The effect of modafinil following acute CPAP withdrawal: a preliminary study

Shaun C Williams, Naomi L Rogers, Nathaniel S Marshall, Stefanie Leung, Graham A Starmer, Ronald R Grunstein
Sleep & Breathing 2008, 12 (4): 359-64
Daytime symptoms resulting from obstructive sleep apnea (OSA) include impaired neurobehavioural performance and increased sleepiness. Continuous positive airway pressure (CPAP) reduces these symptoms. However, even compliant users may temporarily withdraw from CPAP treatment resulting in an immediate return of OSA. It has been hypothesised that these treatment "holidays" may be associated with neurobehavioural decline. Acute administration of a wakefulness promoter during such treatment "holidays" may help maintain neurobehavioural functioning.

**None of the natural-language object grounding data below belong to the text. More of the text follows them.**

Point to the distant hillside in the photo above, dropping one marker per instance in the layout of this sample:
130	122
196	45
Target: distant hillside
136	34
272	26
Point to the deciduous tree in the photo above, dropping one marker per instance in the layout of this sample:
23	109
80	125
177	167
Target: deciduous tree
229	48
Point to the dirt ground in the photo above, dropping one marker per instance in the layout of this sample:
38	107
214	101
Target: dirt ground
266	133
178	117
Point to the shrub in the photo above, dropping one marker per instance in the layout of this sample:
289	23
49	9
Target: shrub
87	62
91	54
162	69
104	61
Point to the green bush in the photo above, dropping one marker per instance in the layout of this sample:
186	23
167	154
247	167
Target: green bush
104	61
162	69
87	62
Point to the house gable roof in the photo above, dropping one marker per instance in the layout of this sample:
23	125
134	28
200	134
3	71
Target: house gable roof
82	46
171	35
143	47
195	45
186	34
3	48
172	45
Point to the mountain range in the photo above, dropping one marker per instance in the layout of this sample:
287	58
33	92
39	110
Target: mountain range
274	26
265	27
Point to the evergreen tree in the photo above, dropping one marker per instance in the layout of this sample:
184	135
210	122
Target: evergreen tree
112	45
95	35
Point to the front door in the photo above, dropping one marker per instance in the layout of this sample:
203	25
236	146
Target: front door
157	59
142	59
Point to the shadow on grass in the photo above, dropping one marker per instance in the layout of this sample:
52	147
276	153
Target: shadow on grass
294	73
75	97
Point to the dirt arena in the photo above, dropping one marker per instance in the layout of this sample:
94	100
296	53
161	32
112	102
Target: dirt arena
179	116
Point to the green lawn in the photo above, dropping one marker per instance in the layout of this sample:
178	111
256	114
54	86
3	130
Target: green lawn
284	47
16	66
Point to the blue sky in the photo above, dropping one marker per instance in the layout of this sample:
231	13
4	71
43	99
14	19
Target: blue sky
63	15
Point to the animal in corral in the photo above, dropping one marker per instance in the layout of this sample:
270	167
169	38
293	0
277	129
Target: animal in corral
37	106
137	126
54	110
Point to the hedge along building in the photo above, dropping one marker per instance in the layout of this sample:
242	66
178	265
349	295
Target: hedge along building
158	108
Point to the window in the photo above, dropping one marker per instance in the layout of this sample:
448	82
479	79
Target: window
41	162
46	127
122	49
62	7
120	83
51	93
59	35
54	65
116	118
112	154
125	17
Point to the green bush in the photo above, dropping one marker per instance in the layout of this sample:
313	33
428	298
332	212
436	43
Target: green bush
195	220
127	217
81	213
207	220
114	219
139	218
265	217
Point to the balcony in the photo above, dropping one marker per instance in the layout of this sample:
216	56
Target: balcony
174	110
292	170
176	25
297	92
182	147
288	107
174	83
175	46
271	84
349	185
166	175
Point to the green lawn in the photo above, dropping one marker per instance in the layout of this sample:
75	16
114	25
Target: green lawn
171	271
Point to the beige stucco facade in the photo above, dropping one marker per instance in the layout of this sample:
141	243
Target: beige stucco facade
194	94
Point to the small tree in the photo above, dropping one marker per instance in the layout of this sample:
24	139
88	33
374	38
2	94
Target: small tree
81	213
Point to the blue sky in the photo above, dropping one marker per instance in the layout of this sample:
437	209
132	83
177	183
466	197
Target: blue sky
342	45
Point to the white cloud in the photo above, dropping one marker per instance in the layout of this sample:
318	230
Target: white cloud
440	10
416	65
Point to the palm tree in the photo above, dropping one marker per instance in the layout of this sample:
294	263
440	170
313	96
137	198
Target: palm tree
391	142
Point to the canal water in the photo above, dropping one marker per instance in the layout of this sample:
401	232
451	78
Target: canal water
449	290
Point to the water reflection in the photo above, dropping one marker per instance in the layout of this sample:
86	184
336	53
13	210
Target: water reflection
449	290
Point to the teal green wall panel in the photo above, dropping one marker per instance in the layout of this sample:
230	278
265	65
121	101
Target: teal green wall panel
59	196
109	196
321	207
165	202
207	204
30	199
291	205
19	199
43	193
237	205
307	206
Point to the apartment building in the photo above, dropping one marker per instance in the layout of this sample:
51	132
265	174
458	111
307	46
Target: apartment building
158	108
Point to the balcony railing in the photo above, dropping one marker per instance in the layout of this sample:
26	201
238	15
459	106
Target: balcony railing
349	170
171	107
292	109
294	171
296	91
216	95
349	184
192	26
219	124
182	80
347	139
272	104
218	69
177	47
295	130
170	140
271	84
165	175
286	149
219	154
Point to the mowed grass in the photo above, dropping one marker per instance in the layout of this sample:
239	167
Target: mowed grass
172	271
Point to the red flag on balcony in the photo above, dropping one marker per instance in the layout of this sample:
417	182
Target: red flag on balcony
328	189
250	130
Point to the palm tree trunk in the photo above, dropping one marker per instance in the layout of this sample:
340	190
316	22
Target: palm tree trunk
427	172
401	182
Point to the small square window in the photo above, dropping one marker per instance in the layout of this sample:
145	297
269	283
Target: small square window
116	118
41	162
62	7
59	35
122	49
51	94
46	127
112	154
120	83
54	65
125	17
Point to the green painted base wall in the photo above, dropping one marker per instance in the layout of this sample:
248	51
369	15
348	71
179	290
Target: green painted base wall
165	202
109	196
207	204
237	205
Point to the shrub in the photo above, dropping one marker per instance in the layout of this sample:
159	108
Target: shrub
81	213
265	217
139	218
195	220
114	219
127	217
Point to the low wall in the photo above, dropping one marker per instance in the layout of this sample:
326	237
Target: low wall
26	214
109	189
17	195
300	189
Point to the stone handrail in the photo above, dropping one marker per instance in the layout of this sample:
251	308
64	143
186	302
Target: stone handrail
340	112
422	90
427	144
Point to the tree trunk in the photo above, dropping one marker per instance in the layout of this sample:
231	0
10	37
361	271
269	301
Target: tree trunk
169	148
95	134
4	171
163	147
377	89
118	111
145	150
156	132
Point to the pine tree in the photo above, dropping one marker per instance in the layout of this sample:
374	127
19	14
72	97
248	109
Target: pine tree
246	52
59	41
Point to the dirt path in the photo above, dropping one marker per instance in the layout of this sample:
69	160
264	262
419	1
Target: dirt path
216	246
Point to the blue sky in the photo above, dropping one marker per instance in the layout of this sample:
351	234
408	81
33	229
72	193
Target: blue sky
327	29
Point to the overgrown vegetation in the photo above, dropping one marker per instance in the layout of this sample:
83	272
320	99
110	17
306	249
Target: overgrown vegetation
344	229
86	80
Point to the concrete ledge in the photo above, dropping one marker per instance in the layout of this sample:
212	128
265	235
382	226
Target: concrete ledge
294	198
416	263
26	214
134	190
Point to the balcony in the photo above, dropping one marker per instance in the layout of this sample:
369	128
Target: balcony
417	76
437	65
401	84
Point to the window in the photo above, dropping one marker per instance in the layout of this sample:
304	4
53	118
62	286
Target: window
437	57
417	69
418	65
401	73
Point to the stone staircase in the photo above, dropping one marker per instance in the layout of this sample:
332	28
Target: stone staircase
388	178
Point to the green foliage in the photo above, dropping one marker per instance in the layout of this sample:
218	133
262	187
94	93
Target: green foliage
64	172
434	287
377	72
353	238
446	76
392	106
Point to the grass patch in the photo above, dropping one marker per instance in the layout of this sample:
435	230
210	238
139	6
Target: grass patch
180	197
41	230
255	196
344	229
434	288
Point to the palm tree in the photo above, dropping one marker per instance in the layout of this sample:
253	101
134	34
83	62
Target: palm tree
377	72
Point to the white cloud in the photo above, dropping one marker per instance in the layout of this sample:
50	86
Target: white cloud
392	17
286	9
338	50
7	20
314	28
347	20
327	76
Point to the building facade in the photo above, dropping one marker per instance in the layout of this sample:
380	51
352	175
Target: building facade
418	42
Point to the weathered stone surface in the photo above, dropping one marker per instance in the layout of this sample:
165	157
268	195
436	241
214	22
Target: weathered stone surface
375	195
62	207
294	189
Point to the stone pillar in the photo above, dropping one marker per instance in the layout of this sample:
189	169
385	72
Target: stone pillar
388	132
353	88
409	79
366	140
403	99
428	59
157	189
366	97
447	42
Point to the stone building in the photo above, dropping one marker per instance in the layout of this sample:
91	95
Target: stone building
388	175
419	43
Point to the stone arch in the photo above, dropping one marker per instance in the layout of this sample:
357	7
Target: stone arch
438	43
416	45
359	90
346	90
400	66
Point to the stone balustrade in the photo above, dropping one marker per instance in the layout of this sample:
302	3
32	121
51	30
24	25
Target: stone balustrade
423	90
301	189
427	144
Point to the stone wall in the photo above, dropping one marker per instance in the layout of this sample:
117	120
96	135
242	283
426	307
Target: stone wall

We examined the effects of 200 mg modafinil on neurobehavioural performance in a placebo-controlled crossover trial including N = 12 OSA patients acutely removed from CPAP. Sleep-wake activity was assessed for four consecutive days on CPAP and one night off CPAP using actigraphy. During the night off, CPAP patients wore a single channel nasal airflow diagnostic device. On the morning after CPAP withdrawal, patients reported to the laboratory and were administered either modafinil (200 mg) or placebo. At 2 h post-administration, patients completed a single simulated drive of approximately 30 min with simultaneous administration of a divided attention task (STISIMtrade mark), critical flicker fusion (CFF) test and subjective sleepiness scales. After a 14-day washout, participants repeated the protocol. CPAP withdrawal was associated with a worsening of sleep efficiency and the movement and fragmentation index (MFI), compared to the on-CPAP nights (all p < or = 0.02). Modafinil did not result in a superior driving simulator performance or CFF responses the morning after CPAP withdrawal but did result in better subjective sleepiness (both p < or = 0.04) compared to placebo. These data do not support the use of modafinil for the maintenance of daytime functioning in patients with OSA who are acutely withdrawn from CPAP.